Westin accidentally bumped the light switches during Sacrament meeting twice. We were sitting in the back left corner of the chapel near the door and right next to the light switches. Needless to say we got plenty of additional looks aside from our American looks and all. Br. Braithwaite and Scott gave the opening and closing prayers in Sacrament meeting, and I gave the opening prayer in Priesthood meeting. At the end of Priesthood Westin was not called, which pleased him and let him think he was off the hook. But we spent the afternoon at the bishop's house (Br. Braithwaite had baptized him and his family when he was on his mission in Pernambuco), and the bishop asked Westin to say a prayer before we left their home. We had a lot of fun - lunch was great, and we spent the whole of the afternoon playing uno and playing with the bishop's grandsons. We arrived at our Pousada, changed up, and grabbed some McDonald's (we were low on options). That night was freezing in our room, because Westin and I underestimated the power of our air conditioner; we were used to the weaksauce ac in our hotel rooms in Varjada.
Monday we got up, had breakfast, and went out to Porto de Galinhas (Chicken Port) with Cleito, an old friend of Br. Braithwaite and the/a temple recorder at the Recife Temple. We first stopped at a resort/hotel called Muro Alto to meet with a stake president, another old associate of Br. Braithwaite. While there we messed around with some hermit crabs and sea urchins, and Westin, Scott, and myself turned the heads of these two Brazilian girls in the pool. They were tossing a volleyball back and forth, and then one was looking at us when the other tossed it and nearly got hit in the head by the volleyball.
So when we got to the beach we did a lot of snorkeling, and then later we taught Cleito how to play ultimate frisbee, which was really fun. We had a fish filet for lunch, washed off at our pousada, and then went to the Woodruff's apartment (our former residence when we lived in Recife last year), had dinner and FHE with them, and played a game of Bang/Dodge City. It was a ton of fun! President Woodruff was kind enough to give us a ride to the airport. On the flight this couple had taken Westin's and mine seats, which wasn't a problem. I read another chapter of Jesus the Christ and Westin spent the whole flight talking to the American lady he ended up sitting next to.
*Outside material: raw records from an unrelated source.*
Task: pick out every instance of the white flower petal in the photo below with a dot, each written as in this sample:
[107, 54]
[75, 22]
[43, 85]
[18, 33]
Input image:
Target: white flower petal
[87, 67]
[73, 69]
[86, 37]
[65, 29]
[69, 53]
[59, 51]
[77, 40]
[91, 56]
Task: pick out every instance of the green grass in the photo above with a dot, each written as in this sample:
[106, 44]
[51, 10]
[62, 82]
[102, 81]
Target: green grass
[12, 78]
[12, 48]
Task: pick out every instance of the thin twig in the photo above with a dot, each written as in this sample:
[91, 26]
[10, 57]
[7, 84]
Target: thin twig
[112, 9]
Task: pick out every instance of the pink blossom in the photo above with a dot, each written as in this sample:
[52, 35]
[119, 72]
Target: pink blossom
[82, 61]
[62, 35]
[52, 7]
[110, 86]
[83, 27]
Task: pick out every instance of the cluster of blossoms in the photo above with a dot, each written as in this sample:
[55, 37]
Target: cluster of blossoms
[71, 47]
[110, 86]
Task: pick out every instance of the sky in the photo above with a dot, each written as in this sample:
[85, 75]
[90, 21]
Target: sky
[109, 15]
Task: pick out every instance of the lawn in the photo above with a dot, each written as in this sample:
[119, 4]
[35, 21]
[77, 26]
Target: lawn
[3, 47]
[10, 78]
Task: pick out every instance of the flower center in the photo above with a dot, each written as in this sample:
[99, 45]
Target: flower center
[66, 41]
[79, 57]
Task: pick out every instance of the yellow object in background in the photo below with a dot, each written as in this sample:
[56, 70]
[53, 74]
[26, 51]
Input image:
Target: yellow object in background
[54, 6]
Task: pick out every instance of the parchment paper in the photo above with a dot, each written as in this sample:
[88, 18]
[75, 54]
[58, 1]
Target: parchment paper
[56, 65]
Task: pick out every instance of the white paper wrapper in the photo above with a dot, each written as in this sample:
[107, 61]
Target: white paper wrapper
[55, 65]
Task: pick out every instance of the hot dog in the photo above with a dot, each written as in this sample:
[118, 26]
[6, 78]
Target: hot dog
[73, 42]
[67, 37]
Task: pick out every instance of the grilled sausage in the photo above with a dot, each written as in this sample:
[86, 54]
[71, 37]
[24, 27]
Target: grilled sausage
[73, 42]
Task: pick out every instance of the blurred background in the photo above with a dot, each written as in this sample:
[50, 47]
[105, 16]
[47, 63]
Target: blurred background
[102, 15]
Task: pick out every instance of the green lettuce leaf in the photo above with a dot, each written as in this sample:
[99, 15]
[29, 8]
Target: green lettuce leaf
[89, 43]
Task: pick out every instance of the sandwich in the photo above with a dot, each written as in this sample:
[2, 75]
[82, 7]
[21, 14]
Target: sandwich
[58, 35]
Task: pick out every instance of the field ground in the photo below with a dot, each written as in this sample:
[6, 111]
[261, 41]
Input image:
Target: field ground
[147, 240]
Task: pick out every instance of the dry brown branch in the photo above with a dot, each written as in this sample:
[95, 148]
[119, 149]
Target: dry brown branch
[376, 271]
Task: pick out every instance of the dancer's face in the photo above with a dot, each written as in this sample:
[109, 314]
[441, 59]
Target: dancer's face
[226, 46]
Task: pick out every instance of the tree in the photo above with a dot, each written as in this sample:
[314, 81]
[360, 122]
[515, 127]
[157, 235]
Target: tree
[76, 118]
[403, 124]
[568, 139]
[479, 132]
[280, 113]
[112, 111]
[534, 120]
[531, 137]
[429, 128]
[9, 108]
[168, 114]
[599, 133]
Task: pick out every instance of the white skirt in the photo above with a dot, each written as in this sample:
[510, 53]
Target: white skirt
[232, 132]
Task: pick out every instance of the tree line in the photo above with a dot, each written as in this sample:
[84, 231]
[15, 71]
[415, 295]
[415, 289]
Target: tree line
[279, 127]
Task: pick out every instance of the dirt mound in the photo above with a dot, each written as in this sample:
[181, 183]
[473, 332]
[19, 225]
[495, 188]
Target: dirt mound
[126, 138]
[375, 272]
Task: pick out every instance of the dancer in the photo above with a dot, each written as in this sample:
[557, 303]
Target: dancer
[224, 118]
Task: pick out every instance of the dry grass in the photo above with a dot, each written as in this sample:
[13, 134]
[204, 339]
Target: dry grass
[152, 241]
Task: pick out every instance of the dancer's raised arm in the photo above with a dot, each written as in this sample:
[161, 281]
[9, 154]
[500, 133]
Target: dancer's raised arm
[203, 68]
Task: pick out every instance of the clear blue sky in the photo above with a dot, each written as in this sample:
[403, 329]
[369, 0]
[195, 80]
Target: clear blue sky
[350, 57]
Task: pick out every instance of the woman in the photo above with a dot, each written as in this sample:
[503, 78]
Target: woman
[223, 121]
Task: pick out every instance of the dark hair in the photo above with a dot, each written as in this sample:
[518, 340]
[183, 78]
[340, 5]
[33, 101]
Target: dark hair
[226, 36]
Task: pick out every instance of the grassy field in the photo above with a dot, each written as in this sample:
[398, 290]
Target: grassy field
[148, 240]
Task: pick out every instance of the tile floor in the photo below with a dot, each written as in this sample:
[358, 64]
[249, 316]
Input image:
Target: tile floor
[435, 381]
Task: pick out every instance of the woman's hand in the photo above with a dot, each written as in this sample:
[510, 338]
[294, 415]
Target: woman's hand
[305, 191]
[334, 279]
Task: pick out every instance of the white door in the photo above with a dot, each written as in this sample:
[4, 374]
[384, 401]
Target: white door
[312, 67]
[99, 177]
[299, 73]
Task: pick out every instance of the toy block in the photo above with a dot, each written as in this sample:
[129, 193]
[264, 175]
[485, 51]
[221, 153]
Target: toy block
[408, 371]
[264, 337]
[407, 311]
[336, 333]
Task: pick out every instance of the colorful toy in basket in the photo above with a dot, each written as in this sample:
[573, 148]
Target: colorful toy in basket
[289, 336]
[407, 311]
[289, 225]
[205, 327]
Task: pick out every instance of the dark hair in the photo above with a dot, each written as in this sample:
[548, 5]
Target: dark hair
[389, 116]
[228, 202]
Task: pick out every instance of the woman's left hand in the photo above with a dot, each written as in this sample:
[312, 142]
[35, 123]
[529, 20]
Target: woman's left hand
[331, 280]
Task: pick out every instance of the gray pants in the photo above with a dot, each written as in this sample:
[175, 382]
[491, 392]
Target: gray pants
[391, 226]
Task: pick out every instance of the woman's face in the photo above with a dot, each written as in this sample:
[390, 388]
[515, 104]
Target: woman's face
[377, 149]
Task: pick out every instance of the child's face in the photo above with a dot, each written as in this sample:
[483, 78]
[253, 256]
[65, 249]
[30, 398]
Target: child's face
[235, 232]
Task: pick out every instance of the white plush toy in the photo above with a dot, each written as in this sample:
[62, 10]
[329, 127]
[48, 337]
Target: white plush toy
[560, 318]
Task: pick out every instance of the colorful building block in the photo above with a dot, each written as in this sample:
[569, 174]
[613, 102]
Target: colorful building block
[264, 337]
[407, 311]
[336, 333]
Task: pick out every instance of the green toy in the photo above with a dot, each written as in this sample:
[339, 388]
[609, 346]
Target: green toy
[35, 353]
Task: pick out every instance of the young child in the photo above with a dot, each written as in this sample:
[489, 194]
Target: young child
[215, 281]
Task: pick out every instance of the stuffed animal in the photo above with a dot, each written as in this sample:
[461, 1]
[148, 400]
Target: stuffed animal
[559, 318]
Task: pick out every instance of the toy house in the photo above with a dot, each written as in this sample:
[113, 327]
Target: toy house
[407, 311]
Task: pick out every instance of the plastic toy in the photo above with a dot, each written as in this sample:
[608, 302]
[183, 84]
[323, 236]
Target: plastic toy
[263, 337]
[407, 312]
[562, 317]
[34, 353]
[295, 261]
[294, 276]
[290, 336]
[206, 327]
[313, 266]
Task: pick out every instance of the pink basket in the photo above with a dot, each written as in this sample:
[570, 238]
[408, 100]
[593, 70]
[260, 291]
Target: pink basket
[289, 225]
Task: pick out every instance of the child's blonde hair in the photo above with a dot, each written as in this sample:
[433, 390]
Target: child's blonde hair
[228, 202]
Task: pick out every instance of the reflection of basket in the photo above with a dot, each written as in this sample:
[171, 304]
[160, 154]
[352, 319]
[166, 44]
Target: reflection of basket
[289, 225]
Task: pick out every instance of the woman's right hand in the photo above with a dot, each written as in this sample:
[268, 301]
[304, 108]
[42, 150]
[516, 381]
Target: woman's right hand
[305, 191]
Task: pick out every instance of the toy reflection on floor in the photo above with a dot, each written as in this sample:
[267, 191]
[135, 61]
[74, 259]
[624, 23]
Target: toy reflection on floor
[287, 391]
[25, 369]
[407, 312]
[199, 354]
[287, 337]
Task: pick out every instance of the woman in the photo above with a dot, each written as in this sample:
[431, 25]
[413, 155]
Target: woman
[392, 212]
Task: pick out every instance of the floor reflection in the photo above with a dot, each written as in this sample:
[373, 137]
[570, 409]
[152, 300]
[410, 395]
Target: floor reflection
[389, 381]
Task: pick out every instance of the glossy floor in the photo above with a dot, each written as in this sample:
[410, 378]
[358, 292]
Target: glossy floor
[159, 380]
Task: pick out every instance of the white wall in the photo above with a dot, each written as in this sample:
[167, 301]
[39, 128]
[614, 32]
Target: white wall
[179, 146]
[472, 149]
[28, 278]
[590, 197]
And lo and behold! Tuesday our flight lands in safe and sound, and I get home a little before 5 am, and I go to sleep until 10 something! I caught up on emails, and wrote this blog! yeehaw!
Ok, I forgot when exactly these happened, (probly last Tuesday and Wednesday), but I also had some missionary experiences at Habitat! Pum said he wanted to memorize a verse in the Book of Mormon to catch Scott by surprise, so I gave him a copy of the Book of Mormon which I just happened to have with me! "I was prepared!" So I pointed out Mosiah 2:17 to him which I thought was a fitting verse since we were on a really big service project. He's an atheist (or so he says, for now), and when he read aloud the "ye are only in the service of your God" he was like "hey, that wasn't in the Habitat contract!"
The other experience was this girl named Bernarda (i think, but everyone calls her Berny) asked me a ton of questions about the Church, like what are meetings are like, how standards are 'enforced', what happens if this or that happens, etc. It was pretty cool!